Sparse Autoencoders Map Brain-LLM Alignment onto Cortical Semantic Topography

Background

The article addresses the gap in understanding why intermediate layers of large language models (LLMs) best predict human brain responses to language. Despite this robust finding in computational neurolinguistics, the mechanisms behind it remain unexplained. To bridge this knowledge gap, researchers decompose LLMs into interpretable features using sparse autoencoders (SAEs).

Key Points

The study decomposes GPT-2 XL and Llama-3.1-8B into 16K-32K interpretable features per layer. A human-validated taxonomy with a Kappa score of at least 0.74 was used to categorize these features.
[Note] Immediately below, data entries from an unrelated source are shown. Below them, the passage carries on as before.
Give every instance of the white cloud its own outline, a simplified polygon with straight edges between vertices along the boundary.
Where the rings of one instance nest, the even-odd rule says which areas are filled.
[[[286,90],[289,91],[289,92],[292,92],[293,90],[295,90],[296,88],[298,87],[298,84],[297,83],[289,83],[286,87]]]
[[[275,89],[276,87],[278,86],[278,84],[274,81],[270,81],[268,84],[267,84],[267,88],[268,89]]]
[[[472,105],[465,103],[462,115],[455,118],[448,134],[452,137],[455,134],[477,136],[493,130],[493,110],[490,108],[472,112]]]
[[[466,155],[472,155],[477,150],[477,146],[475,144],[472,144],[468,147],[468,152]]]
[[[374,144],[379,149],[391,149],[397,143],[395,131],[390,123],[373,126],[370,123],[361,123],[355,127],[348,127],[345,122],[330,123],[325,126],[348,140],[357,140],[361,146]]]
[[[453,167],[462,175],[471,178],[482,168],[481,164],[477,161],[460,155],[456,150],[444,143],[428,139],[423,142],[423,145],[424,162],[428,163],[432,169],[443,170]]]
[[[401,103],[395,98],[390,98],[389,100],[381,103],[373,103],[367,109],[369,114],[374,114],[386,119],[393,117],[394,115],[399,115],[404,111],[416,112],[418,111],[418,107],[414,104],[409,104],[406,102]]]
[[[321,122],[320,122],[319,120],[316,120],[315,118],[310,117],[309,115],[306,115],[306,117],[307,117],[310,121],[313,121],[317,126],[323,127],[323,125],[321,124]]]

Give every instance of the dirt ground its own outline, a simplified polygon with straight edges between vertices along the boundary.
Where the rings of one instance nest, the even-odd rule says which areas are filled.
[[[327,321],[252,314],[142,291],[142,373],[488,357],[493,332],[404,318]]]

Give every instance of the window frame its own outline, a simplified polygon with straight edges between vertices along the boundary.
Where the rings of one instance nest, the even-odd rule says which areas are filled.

The findings reveal that semantic features alone account for 94% of peak encoding performance, significantly outperforming variance-matched baselines.

Decomposition and Taxonomy

1. Decomposition: LLMs are decomposed into fine-grained interpretable features.
2. Taxonomy Validation: A taxonomy with a Kappa score of at least 0.74 was validated by human experts, ensuring the reliability of the feature categorization.

Semantic Feature Dominance

• Peak Encoding Performance: Semantic features alone recover 94% of peak encoding performance (r = 0.285).
• Comparison with Baselines: Variance-matched baselines fall short, with significant differences shown through statistical tests (p < 0.001, d = 1.31).

Significance

The study introduces a novel approach to understand the mechanistic link between language models and brain responses.

Novel Cortical Topography Prediction

• Priori Categorization: Five semantic subcategories derived from three independent neuroscience programs were tested.
• Convergence Test: A formal test confirmed that SAE-discovered features map onto distinct brain regions (Spearman ρ = 0.72, p < 0.001; hypergeometric p = 0.007), showing a granularity not achieved by previous methods.

Prediction of Reading Times

• Beyond Lexical Controls: SAE features predict human reading times beyond simple lexical controls (ΔlogLik = 38.4, p < 0.001).
• Exploratory Analyses: Preliminary evidence suggests the brain encodes unexpected semantic content, providing a new dimension to understanding language processing.

Generalization

The findings generalize across English, Chinese, and French, suggesting cross-linguistic applicability of SAEs in understanding neural responses.

Conclusion

By bridging sparse autoencoders with neural encoding models, this study offers profound insights into the mechanistic relationship between LLM layers and brain activity. This work not only advances our understanding of computational neurolinguistics but also provides a new methodological framework for future research.